Sidekiq to Solid Queue Migration: A Zero-Downtime Guide for Production Rails Apps
A SaaS client called me in February with a problem most Rails teams will face in the next two years: their Sidekiq Pro license renewal was a five-figure bill, their Redis node had failed over twice the previous quarter, and Rails 8 had shipped with Solid Queue as the default. Their CTO wanted to know if a Sidekiq to Solid Queue migration was realistic for a system processing thirty million jobs a month — and if so, how to do it without losing a single payment-processing job along the way. We finished the migration in six weeks. Their Redis bill went to zero. They have not had a queue-related incident since.
After nineteen years of Rails I have moved a lot of background-job systems. Resque to Sidekiq. Delayed Job to Sidekiq. Sidekiq to GoodJob. And now, repeatedly, Sidekiq to Solid Queue. This post is the playbook I use with clients: the migration steps, the dual-running pattern, what breaks, how to migrate scheduled and recurring jobs, and the rollback plan you should write before you delete a single line of Sidekiq configuration.
If you have not read my earlier piece on Solid Queue fundamentals, start there. This post assumes you already know what Solid Queue is and want to know how to get there from Sidekiq.
Why a Sidekiq to Solid Queue Migration Is Worth Doing
Before you commit, be honest about the trade-offs. Solid Queue is a worthy replacement, not a strict upgrade.
You gain operational simplicity: one fewer service to run, monitor, back up, and patch. You gain transactional enqueue — Order.create! and ChargeOrderJob.perform_later(order) now commit atomically in the same Postgres transaction, which kills an entire class of “job ran before the row existed” bugs. You shed a Sidekiq Pro or Enterprise bill that grows linearly with traffic.
You lose raw throughput. Sidekiq workers pull jobs from Redis lists in microseconds; Solid Queue workers run a SELECT FOR UPDATE SKIP LOCKED against Postgres every poll interval, which is millisecond-class. For most apps the difference is invisible. For high-fanout systems pushing fifty thousand jobs per minute on a single queue, you will feel it.
The Sidekiq to Solid Queue migration is right when: Redis is a meaningful chunk of your ops complexity, your job volume is under roughly fifty million jobs a month, your Postgres has headroom (or you are willing to add a dedicated queue database), and you do not depend heavily on Sidekiq Pro features like batches or unique jobs that have no direct Solid Queue analog.
It is wrong when: you are at hyperscale, your team is two people and Sidekiq is fine, or you depend on Sidekiq batches and would have to rewrite that orchestration from scratch.

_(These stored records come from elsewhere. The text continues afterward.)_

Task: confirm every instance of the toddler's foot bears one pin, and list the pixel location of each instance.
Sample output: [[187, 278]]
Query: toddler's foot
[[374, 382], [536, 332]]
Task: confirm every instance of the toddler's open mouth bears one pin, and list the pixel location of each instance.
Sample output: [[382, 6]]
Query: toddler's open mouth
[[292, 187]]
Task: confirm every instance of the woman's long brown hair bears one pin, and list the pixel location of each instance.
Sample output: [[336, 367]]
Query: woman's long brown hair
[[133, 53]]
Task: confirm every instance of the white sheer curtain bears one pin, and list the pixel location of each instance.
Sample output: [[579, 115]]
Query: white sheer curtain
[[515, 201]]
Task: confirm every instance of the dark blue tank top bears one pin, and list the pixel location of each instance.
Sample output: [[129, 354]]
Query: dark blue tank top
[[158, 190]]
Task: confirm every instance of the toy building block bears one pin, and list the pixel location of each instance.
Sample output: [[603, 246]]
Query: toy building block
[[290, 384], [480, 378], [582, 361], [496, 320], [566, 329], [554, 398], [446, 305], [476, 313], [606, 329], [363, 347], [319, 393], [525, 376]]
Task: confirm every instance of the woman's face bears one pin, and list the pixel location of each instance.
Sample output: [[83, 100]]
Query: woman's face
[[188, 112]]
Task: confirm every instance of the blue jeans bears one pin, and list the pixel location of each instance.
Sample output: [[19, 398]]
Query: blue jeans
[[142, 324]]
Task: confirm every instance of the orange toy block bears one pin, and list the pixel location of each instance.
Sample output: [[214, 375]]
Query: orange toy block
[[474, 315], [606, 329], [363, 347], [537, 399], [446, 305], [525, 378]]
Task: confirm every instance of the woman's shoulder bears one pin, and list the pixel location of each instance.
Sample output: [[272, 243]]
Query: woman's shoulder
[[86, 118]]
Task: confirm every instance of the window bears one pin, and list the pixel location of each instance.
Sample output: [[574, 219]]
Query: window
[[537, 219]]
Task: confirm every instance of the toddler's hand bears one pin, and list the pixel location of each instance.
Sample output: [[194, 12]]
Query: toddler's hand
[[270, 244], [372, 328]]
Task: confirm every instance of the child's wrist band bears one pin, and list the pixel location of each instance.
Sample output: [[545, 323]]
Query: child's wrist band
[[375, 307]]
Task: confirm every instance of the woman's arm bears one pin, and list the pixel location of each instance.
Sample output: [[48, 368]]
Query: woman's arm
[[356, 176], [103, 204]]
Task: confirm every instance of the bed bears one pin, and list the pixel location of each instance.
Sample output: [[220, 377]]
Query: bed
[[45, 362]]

Pre-Migration Audit: What Are You Actually Running
The single biggest mistake teams make is starting the migration before they understand what they have. Spend a day on this.
Open a rails console on production and inventory your jobs:
Sidekiq::Stats.new.queues
# => {"default"=>0, "mailers"=>3, "critical"=>0, "low"=>421}
Sidekiq::Cron::Job.all.map(&:name)
# Every recurring job you have ever set up
Sidekiq::ScheduledSet.new.size
# Jobs scheduled for the future
Sidekiq::RetrySet.new.size
# Jobs currently in the retry queue
Walk the codebase for every sidekiq_options call:
git grep -n "sidekiq_options"
git grep -n "Sidekiq::Batch"
git grep -n "sidekiq_retry_in"
git grep -n "include Sidekiq::Job"
Make a spreadsheet. For each job class, record: the queue, retry settings, any uniqueness constraints, any batch membership, and any Sidekiq-specific middleware. This list is your migration plan. Anything in it that does not have a Solid Queue equivalent has to be rewritten before you can switch.

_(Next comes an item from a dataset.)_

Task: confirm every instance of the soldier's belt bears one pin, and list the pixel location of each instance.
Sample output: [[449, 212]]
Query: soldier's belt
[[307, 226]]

The ones that bite: unique jobs (Sidekiq Enterprise) — Solid Queue has different concurrency primitives. Sidekiq::Batch — no direct equivalent; you will model the fan-out/fan-in in your own tables. sidekiq_options lock: :until_executed — replace with a ConcurrencyControl or an advisory lock in the job. I wrote about advisory locks for exactly this kind of pattern.
Setting Up Solid Queue Alongside Sidekiq
The migration runs both systems at once. New jobs route to Solid Queue gradually while Sidekiq drains its queues. This is the safest path I have found.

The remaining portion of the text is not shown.